Analytically, kr-prod
is the sampled khatri-rao product of size (n_samples, R), and pseudo_inverse = tl.dot(tl.transpose(kr_prod), kr_prod)
is of size (R, R). If we want pseudo_inverse
to be invertible, kr_prod
should have R non-zero eigenvalues.
Numerically, one possible reason is that column normalization of the updated factors is currently not implemented in randomised_parafac()
. I'm not sure why this step is skipped.
chaoyihu is right about what the issues is here. I'll elaborate a bit further.
The issue is not with the choice of rank, but rather the choice of number of samples (n_samples
) which is the 3rd parameter in randomised_parafac
. In the ALS algorithm for CP decomposition, each step involves solving a highly overdetermined linear least squares problem, i.e., something of the form $\min_X || AX - B ||$ where $A$ is tall and skinny. What randomised_parafac
does is draw a subset of the rows in this linear system uniformly at random. The number of rows that are drawn is determined by n_samples
. When this is set to 1 as in your example, only a single row is drawn. When $R=1$, this doesn't break the code since you end up with a $1 \times 1$ linear system which is (typically) invertible. However, for $R > 1$, you'll end up with an underdetermined linear system.
To see why this is a problem, suppose $S$ is the sampling operator. Then, the sampled least squares system is $\min_X || SAX - SB||$. As implemented, randomised_parafac
solves this via the normal equations, i.e., by reformulating it to the problem of solving $(SA)^\top (SA) X = (SA)^\top B$ for $X$. As chaoyihu points out, this system is solved by numpy's solve
function which can only handle full-rank problems, i.e., when $(SA)^\top (SA)$ is of full rank. If n_samples
< rank
, this matrix will always be rank-deficient and solve
won't work.
In practice, since the sampling is done uniformly at random, even if n_samples
$\geq$ rank
, there's a chance that the system $(SA)^\top (SA)$ is rank deficient. It is therefore a good idea to choose n_samples
to be quite a bit bigger than rank
.
As a side note, randomised_parafac
doesn't actually implement any of the methods by Battaglino et al. That paper uses randomized trigonometric transforms to first mix the rows before sampling. The way randomised_parafac
is implemented currently, it's easy to construct an adversarial example which breaks the method (which would give the kind of singular matrix error you noticed) with high likelihood even when a large number (say, half) of all rows are included in the linear least squares problems.

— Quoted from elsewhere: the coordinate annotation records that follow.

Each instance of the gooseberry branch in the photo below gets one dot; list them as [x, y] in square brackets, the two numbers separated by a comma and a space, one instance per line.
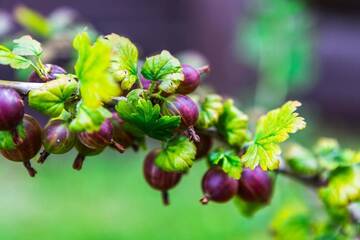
[110, 102]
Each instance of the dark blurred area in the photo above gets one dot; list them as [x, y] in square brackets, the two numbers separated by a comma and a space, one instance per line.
[209, 26]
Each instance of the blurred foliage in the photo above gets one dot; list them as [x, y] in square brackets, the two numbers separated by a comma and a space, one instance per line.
[109, 199]
[275, 37]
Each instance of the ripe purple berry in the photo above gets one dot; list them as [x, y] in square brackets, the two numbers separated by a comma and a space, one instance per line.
[100, 138]
[56, 138]
[11, 109]
[159, 179]
[204, 146]
[255, 186]
[217, 186]
[29, 147]
[191, 79]
[145, 82]
[52, 71]
[187, 109]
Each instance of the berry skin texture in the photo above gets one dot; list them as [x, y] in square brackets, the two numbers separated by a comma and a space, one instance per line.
[52, 71]
[157, 178]
[11, 109]
[98, 139]
[255, 186]
[83, 151]
[191, 80]
[183, 106]
[120, 136]
[217, 186]
[29, 147]
[56, 138]
[204, 146]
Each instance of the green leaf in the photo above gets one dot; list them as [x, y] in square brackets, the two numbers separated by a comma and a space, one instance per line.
[233, 124]
[228, 160]
[331, 156]
[271, 130]
[27, 46]
[96, 83]
[7, 138]
[300, 160]
[143, 117]
[50, 99]
[9, 58]
[178, 155]
[33, 21]
[165, 68]
[124, 60]
[89, 119]
[343, 187]
[210, 110]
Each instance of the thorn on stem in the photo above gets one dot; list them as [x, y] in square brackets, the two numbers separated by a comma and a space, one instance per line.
[191, 134]
[119, 147]
[32, 172]
[165, 197]
[43, 156]
[204, 200]
[78, 162]
[204, 69]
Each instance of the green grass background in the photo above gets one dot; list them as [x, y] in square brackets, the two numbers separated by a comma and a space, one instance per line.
[109, 199]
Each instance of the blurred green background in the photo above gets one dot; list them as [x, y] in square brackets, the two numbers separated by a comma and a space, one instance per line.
[109, 199]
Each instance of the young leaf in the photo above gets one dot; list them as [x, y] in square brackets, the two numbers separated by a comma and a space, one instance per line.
[343, 187]
[331, 156]
[96, 84]
[52, 96]
[143, 117]
[271, 130]
[300, 160]
[27, 46]
[178, 155]
[165, 68]
[89, 119]
[228, 160]
[33, 21]
[210, 110]
[233, 124]
[124, 60]
[15, 61]
[7, 138]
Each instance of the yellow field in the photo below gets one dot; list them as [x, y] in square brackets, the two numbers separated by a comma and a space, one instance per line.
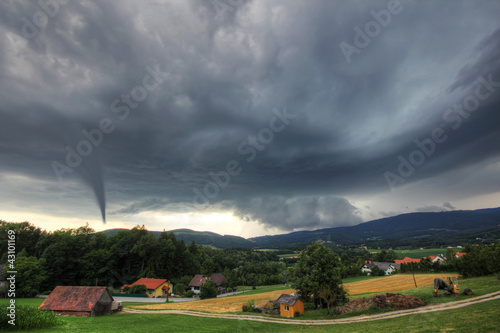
[234, 304]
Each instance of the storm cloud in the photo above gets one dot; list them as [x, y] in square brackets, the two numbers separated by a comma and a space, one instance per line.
[180, 98]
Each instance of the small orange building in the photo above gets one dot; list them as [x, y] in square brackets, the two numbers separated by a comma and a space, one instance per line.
[290, 304]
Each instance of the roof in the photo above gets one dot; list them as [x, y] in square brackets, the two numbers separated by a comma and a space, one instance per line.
[287, 299]
[383, 265]
[70, 298]
[199, 279]
[149, 283]
[406, 260]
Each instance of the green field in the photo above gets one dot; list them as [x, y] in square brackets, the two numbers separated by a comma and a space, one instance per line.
[418, 254]
[482, 317]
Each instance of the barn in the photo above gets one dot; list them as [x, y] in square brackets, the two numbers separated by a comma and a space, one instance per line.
[79, 301]
[289, 304]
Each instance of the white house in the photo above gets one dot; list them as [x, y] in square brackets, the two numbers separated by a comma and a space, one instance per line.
[387, 267]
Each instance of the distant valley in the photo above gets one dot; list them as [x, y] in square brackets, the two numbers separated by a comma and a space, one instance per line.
[412, 225]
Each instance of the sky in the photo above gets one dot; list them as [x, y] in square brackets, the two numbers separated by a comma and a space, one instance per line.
[246, 117]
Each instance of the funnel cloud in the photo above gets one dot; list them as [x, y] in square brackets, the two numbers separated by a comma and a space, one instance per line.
[190, 95]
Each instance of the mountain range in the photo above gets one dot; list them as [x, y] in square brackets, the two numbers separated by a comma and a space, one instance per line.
[411, 225]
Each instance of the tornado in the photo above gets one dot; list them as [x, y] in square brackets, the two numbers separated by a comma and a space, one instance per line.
[91, 171]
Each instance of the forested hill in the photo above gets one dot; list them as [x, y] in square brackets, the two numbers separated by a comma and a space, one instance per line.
[412, 225]
[202, 238]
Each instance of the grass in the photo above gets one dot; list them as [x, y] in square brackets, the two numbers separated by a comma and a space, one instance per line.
[418, 254]
[481, 317]
[259, 289]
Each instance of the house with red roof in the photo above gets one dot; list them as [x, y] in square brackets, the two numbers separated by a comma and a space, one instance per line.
[155, 287]
[407, 260]
[198, 280]
[78, 301]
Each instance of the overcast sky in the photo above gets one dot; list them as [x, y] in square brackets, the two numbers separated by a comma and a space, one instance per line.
[246, 117]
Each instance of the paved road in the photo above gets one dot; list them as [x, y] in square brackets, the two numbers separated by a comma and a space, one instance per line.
[388, 315]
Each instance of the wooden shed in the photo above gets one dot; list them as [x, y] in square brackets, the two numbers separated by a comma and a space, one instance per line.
[79, 301]
[290, 304]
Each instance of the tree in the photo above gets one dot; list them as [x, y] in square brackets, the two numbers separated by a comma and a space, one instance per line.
[317, 270]
[207, 268]
[30, 275]
[375, 271]
[208, 290]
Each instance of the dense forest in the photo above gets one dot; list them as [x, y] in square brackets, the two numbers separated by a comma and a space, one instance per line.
[82, 256]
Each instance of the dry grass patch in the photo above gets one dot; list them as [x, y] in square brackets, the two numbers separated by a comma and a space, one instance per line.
[234, 304]
[391, 283]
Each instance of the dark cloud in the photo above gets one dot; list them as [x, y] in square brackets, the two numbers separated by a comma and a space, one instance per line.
[219, 80]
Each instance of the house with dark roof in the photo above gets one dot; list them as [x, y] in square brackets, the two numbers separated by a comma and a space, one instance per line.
[155, 287]
[289, 305]
[407, 260]
[198, 280]
[79, 301]
[387, 267]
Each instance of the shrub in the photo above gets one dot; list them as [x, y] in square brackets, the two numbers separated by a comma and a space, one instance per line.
[250, 307]
[28, 318]
[138, 289]
[180, 289]
[208, 290]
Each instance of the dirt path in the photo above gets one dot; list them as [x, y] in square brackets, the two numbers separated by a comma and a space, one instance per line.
[388, 315]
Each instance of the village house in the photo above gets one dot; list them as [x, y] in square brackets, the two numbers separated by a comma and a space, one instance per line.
[198, 280]
[387, 267]
[407, 260]
[79, 301]
[155, 287]
[438, 258]
[289, 304]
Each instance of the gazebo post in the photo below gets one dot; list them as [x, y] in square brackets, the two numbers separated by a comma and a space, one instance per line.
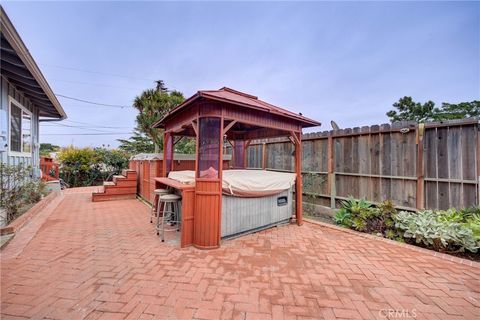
[298, 181]
[165, 154]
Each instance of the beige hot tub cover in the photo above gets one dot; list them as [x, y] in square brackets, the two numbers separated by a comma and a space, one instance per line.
[245, 183]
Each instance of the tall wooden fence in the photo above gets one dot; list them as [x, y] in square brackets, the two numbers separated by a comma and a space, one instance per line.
[432, 166]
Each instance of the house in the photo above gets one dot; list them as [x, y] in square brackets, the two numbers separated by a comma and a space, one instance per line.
[26, 99]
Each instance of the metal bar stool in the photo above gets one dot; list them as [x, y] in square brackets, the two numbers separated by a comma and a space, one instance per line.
[170, 213]
[156, 199]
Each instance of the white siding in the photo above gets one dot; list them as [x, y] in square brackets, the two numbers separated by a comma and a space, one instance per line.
[6, 90]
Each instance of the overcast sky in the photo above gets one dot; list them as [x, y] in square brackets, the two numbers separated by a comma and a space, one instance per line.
[345, 61]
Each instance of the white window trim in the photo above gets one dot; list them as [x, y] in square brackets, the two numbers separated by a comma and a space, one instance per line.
[24, 109]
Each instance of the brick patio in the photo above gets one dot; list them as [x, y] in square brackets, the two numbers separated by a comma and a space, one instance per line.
[84, 260]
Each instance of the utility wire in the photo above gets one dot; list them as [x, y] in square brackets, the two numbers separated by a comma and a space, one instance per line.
[98, 72]
[91, 102]
[83, 126]
[84, 134]
[93, 84]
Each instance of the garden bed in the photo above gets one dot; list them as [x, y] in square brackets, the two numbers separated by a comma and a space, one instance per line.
[454, 232]
[27, 214]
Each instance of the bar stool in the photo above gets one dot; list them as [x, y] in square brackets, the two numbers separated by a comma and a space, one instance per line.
[170, 208]
[156, 199]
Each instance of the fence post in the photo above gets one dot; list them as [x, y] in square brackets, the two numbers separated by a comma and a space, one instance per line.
[331, 174]
[478, 163]
[264, 156]
[420, 203]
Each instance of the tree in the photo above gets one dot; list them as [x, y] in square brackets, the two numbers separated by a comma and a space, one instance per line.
[407, 109]
[47, 148]
[186, 145]
[137, 143]
[460, 110]
[154, 104]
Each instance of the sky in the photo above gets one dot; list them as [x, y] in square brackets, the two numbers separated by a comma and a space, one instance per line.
[342, 61]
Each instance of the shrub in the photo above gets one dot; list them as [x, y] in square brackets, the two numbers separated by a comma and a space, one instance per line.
[78, 166]
[17, 189]
[446, 230]
[86, 166]
[361, 215]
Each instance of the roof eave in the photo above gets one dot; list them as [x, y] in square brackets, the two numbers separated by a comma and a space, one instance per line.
[12, 36]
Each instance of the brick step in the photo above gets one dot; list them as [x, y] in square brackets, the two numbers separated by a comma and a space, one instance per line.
[97, 197]
[119, 190]
[126, 183]
[129, 174]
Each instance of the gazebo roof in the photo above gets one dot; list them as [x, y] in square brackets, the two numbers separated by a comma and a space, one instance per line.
[234, 97]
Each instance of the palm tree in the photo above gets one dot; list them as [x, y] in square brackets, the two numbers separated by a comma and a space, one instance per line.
[152, 105]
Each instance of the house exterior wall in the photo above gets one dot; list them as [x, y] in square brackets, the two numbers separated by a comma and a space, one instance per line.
[8, 90]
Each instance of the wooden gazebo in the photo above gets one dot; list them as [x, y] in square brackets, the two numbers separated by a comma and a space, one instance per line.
[213, 117]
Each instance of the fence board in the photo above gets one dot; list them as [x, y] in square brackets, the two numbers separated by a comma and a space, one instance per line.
[380, 162]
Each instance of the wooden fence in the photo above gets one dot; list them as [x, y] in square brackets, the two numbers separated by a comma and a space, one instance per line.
[433, 166]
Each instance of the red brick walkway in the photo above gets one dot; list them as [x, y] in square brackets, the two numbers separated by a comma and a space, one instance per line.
[103, 261]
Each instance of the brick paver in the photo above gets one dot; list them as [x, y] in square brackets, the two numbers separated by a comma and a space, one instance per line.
[103, 261]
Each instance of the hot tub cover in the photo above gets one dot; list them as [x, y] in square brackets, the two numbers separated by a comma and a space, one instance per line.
[245, 183]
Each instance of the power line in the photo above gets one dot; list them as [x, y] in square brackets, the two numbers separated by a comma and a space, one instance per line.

@OsmanMalik thanks for the comment! Could you elaborate on the issue with the randomized parafac? Would be awesome if you are able to add a fix! :)
@OsmanMalik thanks for the comment! Could you elaborate on the issue with the randomized parafac? Would be awesome if you are able to add a fix! :)
@JeanKossaifi Suppose for example that the design matrix $A$ is tall-and-skinny with the following properties: $a_{11} = 1$, $a_{1j} =0$ for $j > 1$, $a_{i1} = 0$ for $i > 1$, the other entries are i.i.d. Gaussian (or anything that makes the submatrix $(a_{ij})_{i>1, j>1}$ full rank). Then, $A$ is full-rank. Any sampling operator that fails to draw the top row of $A$ will result in a rank-deficient sampled design matrix (first column of $SA$ will be zero), and hence in general the solution to the sampled linear system will be inaccurate. To ensure we include the top row with probability at least, say, 0.5 we need to draw at least half of all rows of $A$ when doing uniform sampling.
That's how the construction of the adversarial example goes. Of course, in practice things usually end up being a lot nicer than an adversarial example, so uniform sampling should work adequately and perform more closely to a sampler with theoretical guarantees like those based on leverage score sampling or fast trig transforms.
Would love to add a fix, but have limited time these days. Will take a stab if I find the time!